Working with aDNA pseuodhaploid samples
Source:vignettes/articles/aDNA_pseudohaploids.Rmd
aDNA_pseudohaploids.Rmd
The following article shows how to handle ancient DNA in tidypopgen,
using example data from Lazaridis et al. (2016). First, we will
demonstrate how to handle pseudohaploid data. Then, we will show how to
project ancient DNA data onto modern data in a Principal Components
Analysis, replicating the workflow illustrated in the vignette for the R
package smartsnp
. Finally, we will replicate the pairwise
Fst analysis from Lazaridis et al. (2016).
First, we can download the data from the Reich lab website into a temporary directory, and unzip the file.
Download the data
temp_dir <- tempdir()
download_url <- "https://reich.hms.harvard.edu/sites/reich.hms.harvard.edu/files/inline-files/NearEastPublic.tar.gz"
download_path <- file.path(temp_dir, "NearEastPublic.tar.gz")
download.file(download_url, download_path, mode = "wb")
utils::untar(download_path, exdir = temp_dir)
Read in the data
Now that our data are downloaded, we can use tidypopgen
to read the data into gen_tibble
objects, beginning with
the modern data:
ho_modern <- gen_tibble("./data/NearEastPublic/HumanOriginsPublic2068.geno",
quiet = TRUE,
backingfile = tempfile("test_")
)
Followed by the ancient data:
ancient <- gen_tibble("./data/NearEastPublic/AncientLazaridis2016.geno",
quiet = TRUE,
backingfile = tempfile("test_")
)
Assigning Pseudohaploid data
Due to the damage associated with ancient DNA samples, genotype datasets of ancient individuals often include pseudohaploid data.

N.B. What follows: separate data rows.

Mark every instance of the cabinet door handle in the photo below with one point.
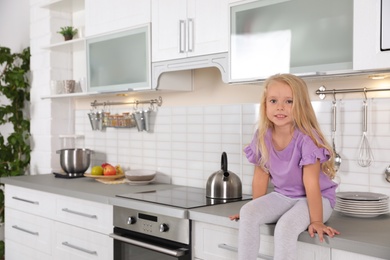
(234, 249)
(182, 36)
(24, 200)
(79, 213)
(190, 35)
(25, 230)
(79, 248)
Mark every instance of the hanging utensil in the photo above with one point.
(337, 157)
(387, 173)
(365, 154)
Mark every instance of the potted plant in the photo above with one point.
(15, 148)
(68, 32)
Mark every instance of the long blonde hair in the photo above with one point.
(304, 119)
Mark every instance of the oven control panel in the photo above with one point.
(158, 225)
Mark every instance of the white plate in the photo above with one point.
(364, 211)
(363, 205)
(361, 196)
(361, 215)
(138, 182)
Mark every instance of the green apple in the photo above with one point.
(97, 170)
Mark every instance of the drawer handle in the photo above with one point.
(190, 35)
(79, 248)
(234, 249)
(25, 230)
(176, 253)
(79, 213)
(24, 200)
(182, 36)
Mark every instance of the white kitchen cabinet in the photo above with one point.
(104, 16)
(15, 250)
(343, 255)
(269, 37)
(51, 226)
(29, 201)
(85, 214)
(366, 37)
(28, 230)
(307, 251)
(212, 242)
(70, 242)
(187, 28)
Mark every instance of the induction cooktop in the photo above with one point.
(181, 197)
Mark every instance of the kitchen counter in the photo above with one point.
(368, 236)
(92, 190)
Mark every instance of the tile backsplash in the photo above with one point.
(185, 143)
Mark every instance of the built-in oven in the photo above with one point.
(145, 236)
(141, 235)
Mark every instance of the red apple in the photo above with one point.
(109, 170)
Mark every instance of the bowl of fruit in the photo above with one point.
(106, 171)
(140, 175)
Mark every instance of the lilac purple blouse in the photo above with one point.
(286, 166)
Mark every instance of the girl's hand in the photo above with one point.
(235, 217)
(321, 229)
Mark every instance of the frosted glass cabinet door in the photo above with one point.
(119, 61)
(298, 36)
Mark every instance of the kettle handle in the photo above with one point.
(224, 164)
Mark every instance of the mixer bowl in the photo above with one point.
(75, 160)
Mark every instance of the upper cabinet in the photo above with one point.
(119, 61)
(367, 36)
(328, 38)
(104, 16)
(276, 36)
(188, 28)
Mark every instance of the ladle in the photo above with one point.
(337, 157)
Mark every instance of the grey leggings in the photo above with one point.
(291, 217)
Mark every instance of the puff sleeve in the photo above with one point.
(311, 153)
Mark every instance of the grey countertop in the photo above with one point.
(368, 236)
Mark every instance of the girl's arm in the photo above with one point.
(259, 182)
(259, 186)
(311, 181)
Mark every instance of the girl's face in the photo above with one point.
(279, 103)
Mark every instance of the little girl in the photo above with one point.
(290, 150)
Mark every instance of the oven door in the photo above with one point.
(130, 245)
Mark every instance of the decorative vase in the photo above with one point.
(68, 37)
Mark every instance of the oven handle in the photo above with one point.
(176, 253)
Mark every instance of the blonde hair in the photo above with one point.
(304, 119)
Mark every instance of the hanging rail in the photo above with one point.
(321, 91)
(135, 102)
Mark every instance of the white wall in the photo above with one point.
(14, 33)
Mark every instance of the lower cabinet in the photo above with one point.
(211, 242)
(343, 255)
(32, 233)
(67, 229)
(70, 242)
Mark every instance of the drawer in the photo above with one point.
(217, 242)
(28, 230)
(15, 250)
(76, 243)
(30, 201)
(86, 214)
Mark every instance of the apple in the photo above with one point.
(109, 170)
(119, 169)
(97, 170)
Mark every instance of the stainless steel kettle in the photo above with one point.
(224, 184)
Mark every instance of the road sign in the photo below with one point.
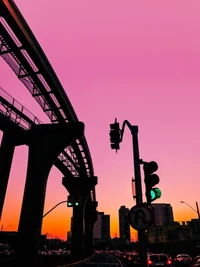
(140, 217)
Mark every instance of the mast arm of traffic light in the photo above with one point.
(123, 127)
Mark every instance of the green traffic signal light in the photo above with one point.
(155, 193)
(69, 204)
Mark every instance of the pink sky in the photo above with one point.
(134, 60)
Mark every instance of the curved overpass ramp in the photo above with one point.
(22, 52)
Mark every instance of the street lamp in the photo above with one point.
(6, 227)
(197, 208)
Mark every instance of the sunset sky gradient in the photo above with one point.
(131, 60)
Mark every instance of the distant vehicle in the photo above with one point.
(132, 259)
(158, 260)
(196, 262)
(183, 260)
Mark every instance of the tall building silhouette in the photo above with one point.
(163, 214)
(102, 226)
(124, 227)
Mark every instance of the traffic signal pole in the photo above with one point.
(138, 188)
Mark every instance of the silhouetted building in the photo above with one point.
(163, 214)
(124, 227)
(102, 227)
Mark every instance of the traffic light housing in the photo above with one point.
(77, 201)
(73, 201)
(115, 135)
(69, 201)
(151, 179)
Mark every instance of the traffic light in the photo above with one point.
(151, 179)
(73, 201)
(70, 201)
(77, 201)
(115, 135)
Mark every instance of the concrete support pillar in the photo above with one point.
(79, 186)
(90, 219)
(45, 144)
(9, 141)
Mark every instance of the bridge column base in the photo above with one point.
(90, 219)
(81, 187)
(45, 144)
(8, 143)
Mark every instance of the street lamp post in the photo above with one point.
(6, 227)
(197, 208)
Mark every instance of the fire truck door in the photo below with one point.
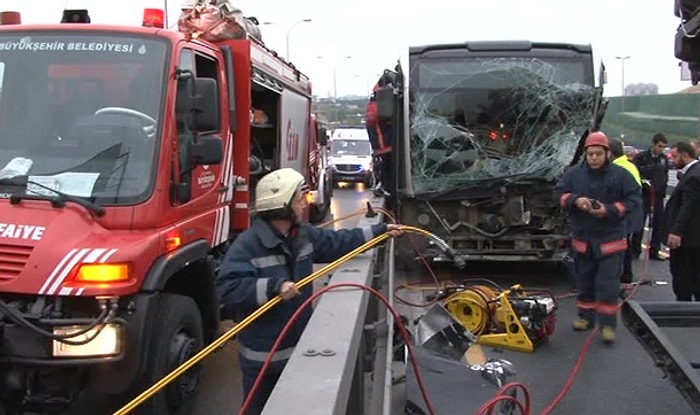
(204, 182)
(294, 131)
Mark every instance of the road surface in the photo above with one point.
(221, 379)
(617, 380)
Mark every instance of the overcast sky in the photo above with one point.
(362, 37)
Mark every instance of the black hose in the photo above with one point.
(101, 320)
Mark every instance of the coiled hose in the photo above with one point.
(156, 387)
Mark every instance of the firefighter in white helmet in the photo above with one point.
(265, 261)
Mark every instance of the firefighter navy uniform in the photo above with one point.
(257, 265)
(598, 244)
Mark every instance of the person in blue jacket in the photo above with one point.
(266, 261)
(599, 196)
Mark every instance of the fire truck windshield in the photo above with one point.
(80, 113)
(486, 118)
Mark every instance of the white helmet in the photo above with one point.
(275, 190)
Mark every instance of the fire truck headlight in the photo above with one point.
(311, 197)
(102, 273)
(105, 342)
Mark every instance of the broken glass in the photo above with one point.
(483, 120)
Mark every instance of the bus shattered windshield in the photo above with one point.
(480, 120)
(79, 113)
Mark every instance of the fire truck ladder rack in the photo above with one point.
(267, 61)
(645, 321)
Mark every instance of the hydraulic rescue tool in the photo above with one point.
(513, 319)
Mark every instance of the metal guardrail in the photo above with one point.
(347, 336)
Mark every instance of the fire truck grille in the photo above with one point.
(348, 167)
(13, 258)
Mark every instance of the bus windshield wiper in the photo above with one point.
(57, 201)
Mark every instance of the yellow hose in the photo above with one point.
(257, 313)
(357, 213)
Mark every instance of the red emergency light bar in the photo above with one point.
(10, 18)
(154, 18)
(75, 16)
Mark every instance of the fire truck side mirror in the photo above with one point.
(322, 136)
(207, 150)
(385, 103)
(206, 105)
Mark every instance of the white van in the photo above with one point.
(351, 156)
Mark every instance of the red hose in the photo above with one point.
(307, 303)
(489, 406)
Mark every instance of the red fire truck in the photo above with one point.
(128, 160)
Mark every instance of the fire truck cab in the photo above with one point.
(128, 162)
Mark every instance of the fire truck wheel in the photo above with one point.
(177, 336)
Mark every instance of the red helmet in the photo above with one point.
(597, 138)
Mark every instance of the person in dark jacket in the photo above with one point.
(266, 261)
(653, 165)
(681, 225)
(598, 196)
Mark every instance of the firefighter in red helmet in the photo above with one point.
(598, 196)
(380, 136)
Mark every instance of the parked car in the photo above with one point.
(351, 156)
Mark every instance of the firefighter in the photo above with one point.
(635, 223)
(598, 195)
(380, 135)
(653, 165)
(267, 260)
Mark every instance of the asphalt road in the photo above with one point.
(620, 380)
(221, 378)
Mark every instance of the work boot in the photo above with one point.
(608, 335)
(582, 325)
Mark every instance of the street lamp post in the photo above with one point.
(622, 67)
(287, 31)
(335, 80)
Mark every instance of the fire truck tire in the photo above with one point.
(177, 336)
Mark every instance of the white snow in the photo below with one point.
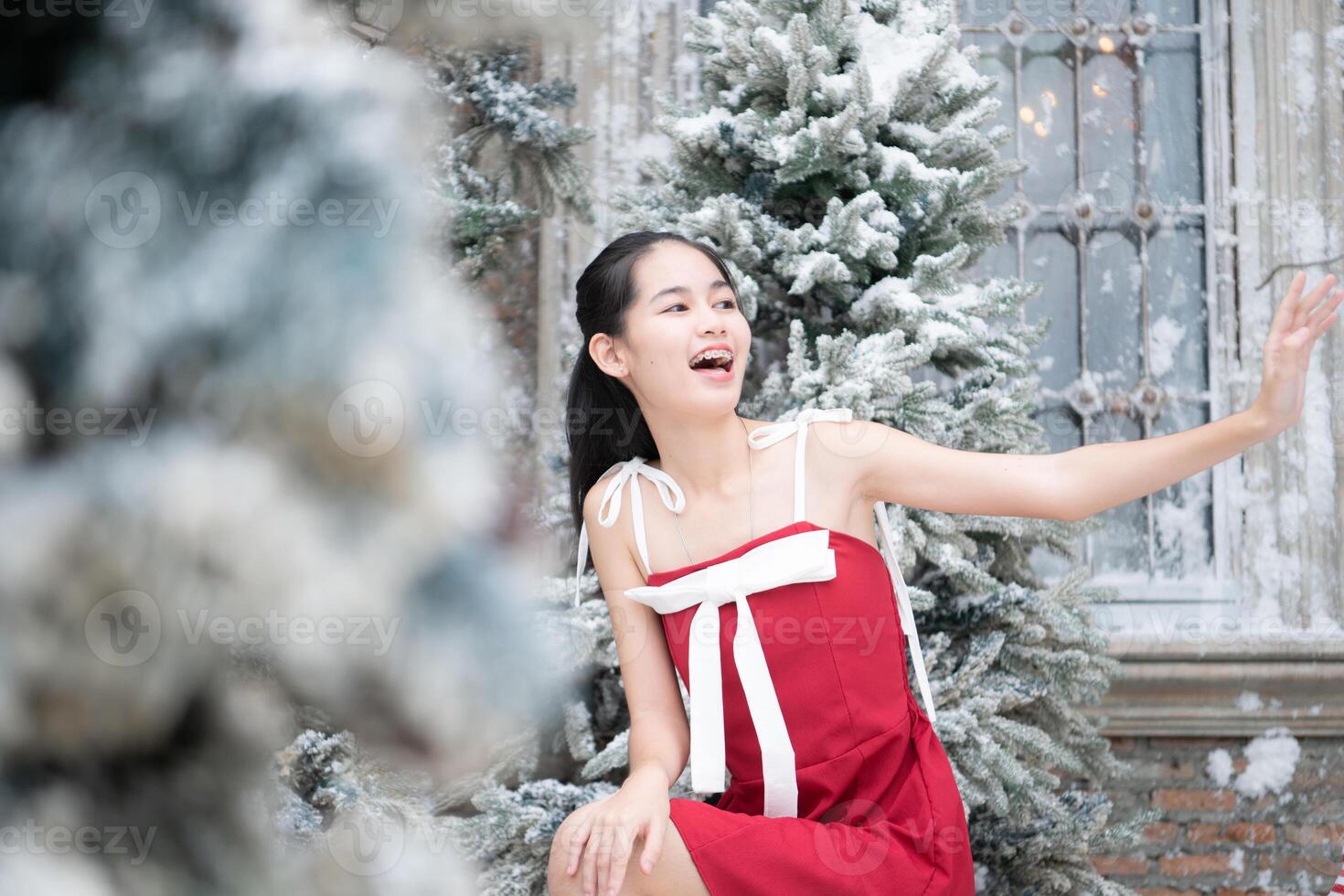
(1164, 337)
(1220, 767)
(1272, 759)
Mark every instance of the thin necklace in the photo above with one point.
(750, 497)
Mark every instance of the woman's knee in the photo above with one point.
(558, 881)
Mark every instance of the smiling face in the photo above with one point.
(682, 308)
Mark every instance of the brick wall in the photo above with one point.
(1214, 840)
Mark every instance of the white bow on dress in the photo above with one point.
(611, 508)
(804, 557)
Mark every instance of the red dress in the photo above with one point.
(839, 782)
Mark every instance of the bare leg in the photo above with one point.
(674, 875)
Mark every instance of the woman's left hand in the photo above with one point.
(1292, 335)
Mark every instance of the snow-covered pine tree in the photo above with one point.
(508, 159)
(249, 398)
(837, 162)
(504, 162)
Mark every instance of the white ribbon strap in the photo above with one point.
(772, 432)
(611, 508)
(804, 557)
(907, 614)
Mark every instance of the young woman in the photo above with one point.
(749, 569)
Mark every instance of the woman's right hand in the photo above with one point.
(606, 830)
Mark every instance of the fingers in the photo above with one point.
(652, 845)
(592, 861)
(1284, 318)
(1307, 305)
(1316, 320)
(578, 836)
(620, 859)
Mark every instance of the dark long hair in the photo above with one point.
(603, 422)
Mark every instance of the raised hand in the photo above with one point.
(1287, 349)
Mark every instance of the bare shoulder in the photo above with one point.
(846, 449)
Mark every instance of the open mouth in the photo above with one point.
(714, 363)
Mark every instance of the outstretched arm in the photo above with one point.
(1070, 485)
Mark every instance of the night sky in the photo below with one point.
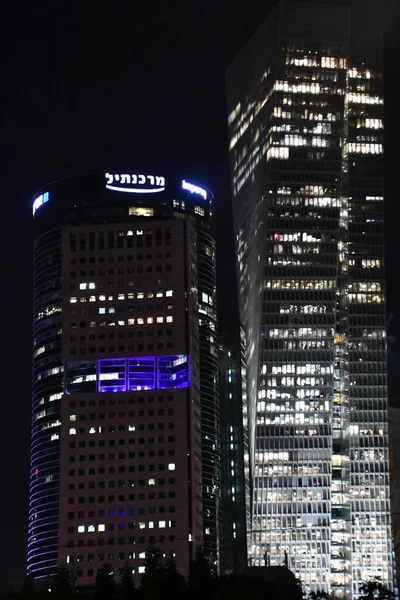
(95, 86)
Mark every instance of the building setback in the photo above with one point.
(305, 106)
(125, 431)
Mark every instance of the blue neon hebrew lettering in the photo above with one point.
(143, 373)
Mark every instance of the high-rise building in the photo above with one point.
(235, 494)
(305, 106)
(125, 431)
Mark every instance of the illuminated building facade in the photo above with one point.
(305, 106)
(235, 494)
(125, 431)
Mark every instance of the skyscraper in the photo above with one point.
(125, 432)
(305, 106)
(235, 497)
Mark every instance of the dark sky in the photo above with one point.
(88, 85)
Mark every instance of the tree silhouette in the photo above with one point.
(127, 589)
(105, 588)
(61, 586)
(375, 590)
(151, 584)
(319, 596)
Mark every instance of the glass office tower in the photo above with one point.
(305, 106)
(235, 496)
(125, 427)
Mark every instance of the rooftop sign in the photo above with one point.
(135, 184)
(39, 201)
(194, 189)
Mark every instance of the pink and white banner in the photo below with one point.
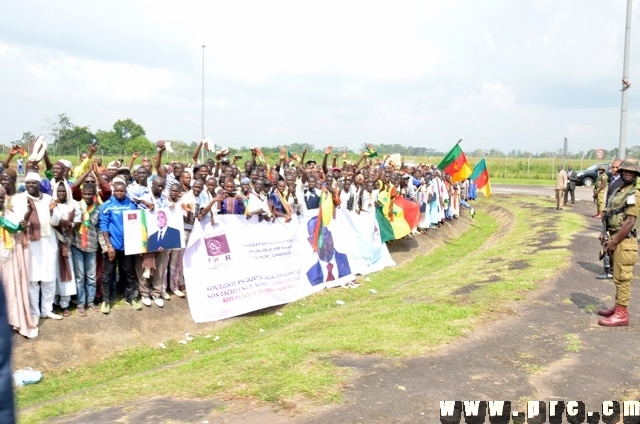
(237, 265)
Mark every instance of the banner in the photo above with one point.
(152, 231)
(239, 265)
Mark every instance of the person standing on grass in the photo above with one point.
(66, 211)
(43, 247)
(561, 186)
(111, 227)
(622, 244)
(600, 190)
(7, 406)
(571, 186)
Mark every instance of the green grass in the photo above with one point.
(415, 311)
(517, 181)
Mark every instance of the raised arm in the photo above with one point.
(159, 168)
(134, 156)
(196, 153)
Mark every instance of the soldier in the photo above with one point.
(621, 221)
(600, 190)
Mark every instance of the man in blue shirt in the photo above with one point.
(111, 227)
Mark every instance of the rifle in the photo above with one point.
(605, 256)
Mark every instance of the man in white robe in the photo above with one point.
(43, 247)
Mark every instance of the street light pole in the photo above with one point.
(202, 135)
(625, 86)
(505, 166)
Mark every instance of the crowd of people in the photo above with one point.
(62, 236)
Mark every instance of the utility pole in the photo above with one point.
(625, 86)
(202, 135)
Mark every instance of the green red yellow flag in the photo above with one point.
(370, 151)
(143, 229)
(480, 177)
(455, 164)
(293, 156)
(390, 215)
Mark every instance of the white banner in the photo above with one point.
(237, 265)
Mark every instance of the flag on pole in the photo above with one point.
(455, 164)
(293, 156)
(480, 177)
(370, 151)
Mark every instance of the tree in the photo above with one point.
(74, 140)
(126, 129)
(140, 144)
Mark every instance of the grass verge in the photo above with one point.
(273, 357)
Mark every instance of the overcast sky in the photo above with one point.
(504, 74)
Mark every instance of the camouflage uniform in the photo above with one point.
(625, 202)
(600, 191)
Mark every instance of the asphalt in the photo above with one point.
(520, 356)
(497, 361)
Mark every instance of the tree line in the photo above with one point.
(66, 138)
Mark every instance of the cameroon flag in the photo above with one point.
(143, 228)
(392, 226)
(325, 214)
(480, 176)
(455, 164)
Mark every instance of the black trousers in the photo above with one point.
(7, 408)
(573, 195)
(126, 270)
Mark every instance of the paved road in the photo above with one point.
(582, 193)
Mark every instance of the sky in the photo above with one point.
(503, 74)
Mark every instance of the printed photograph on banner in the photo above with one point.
(330, 265)
(152, 231)
(218, 249)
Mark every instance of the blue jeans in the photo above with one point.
(84, 265)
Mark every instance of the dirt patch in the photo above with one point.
(151, 411)
(407, 249)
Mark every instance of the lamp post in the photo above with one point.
(202, 135)
(625, 85)
(505, 166)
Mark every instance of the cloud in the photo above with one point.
(504, 73)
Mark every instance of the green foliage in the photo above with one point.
(140, 144)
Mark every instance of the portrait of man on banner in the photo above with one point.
(166, 237)
(331, 264)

Instead of diploid genotypes, low coverage samples are represented by a sampling one allele per site. tidypopgen handles gen_tibbles containing pseudohaploid data by assigning them a specific genotype code (-2) to denote that some individuals are pseudohaplodified. The ploidy of each individual is then stored as 1 (denoting pseudohaploid) or 2 (a diploid individual).
Before we proceed with any analysis, we can therefore use the
function gt_pseudohaploid
to assign the ploidy of each
individual in our gen_tibble
object (based on whether the
first test_n_loci
are all homozygote):
ancient <- gt_pseudohaploid(ancient, test_n_loci = 100000)
Once the ploidy has been assigned, pseudohaploid data is handled automatically by functions that are designed to work with pseudohaploid data. Some functions are meaningless to use on pseudohaplodified data, and these functions will return an error.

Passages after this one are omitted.